2. Market Volatility: As with other investments, volatility of the market can cause sudden drops or jumps in the value of the asset which can result in significant losses.

3. Lack of Diversification: By investing in futures, investors may not be able to diversify as much as when investing in other asset classes.

4. Counterparty Risk: Investing in futures requires accepting some counterparty risk, as the other party involved in the contract is effectively promising to perform the wished action.

How to Start Investing in Futures?

1. Do Your Research: Take some time to understand the concepts and behavior of futures so that you can make informed decisions when investing.

2. Select an Exchange: Choose a reliable exchange to trade futures contracts. Different exchanges might offer different contracts or fees.

3. Set Up an Account: Most exchanges will require traders to open an account before they can start trading.

4. Understand the Risk: As mentioned above, there can be significant risks when investing in futures.
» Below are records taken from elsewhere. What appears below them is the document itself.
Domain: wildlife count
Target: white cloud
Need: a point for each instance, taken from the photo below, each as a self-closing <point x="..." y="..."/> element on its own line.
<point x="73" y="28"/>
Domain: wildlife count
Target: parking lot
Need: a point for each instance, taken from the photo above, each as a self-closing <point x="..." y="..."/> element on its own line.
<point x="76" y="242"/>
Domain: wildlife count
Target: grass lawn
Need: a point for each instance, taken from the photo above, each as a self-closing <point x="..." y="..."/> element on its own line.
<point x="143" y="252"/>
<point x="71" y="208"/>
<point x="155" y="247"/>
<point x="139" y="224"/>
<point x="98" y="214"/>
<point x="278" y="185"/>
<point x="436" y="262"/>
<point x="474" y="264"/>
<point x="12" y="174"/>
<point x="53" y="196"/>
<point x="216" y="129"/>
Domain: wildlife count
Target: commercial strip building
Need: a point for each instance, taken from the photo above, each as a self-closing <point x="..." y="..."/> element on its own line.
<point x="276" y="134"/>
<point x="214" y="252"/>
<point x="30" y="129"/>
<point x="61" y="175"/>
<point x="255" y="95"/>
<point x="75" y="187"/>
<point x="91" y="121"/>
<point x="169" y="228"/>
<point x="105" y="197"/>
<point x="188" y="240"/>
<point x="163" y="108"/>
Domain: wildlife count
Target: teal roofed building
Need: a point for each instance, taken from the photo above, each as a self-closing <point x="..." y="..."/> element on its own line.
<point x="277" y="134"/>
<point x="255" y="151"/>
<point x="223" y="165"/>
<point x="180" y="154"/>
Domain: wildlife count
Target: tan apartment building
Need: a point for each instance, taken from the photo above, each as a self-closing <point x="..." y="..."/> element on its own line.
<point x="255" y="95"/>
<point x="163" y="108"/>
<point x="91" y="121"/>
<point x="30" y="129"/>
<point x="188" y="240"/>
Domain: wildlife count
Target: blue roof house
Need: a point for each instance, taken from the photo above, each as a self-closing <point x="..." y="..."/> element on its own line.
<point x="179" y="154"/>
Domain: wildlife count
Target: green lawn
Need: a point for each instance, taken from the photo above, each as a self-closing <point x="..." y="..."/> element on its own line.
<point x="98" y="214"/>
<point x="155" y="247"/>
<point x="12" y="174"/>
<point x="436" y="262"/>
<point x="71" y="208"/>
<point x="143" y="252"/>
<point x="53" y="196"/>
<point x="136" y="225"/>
Assess them and calculate what will be the most adequate size of position to ensure an adequate return with minimized risk.

5. Monitor Your Position: Monitor your position during the life of the contract to be able to react to changes quickly and correctly.

Frequently Asked Questions About Investing Futures

Q: What is a futures contract?

A: A futures contract is an agreement between two parties to exchange a certain amount of an asset or securities, at a predetermined price and date in the future.

Q: What are the benefits of investing in futures?

A: Investing in futures can provide leverage, liquidity, low margin requirements and the possibility to adjust the risk profile of a portfolio.

Q: What are the risks of trading futures?

A: Trading futures can involve leverage risk, market volatility, lack of diversification and counterparty risk.

Q: What do I need to start investing in futures?

A: You will need to do your research, select an exchange, open an account and understand the risk before trading futures.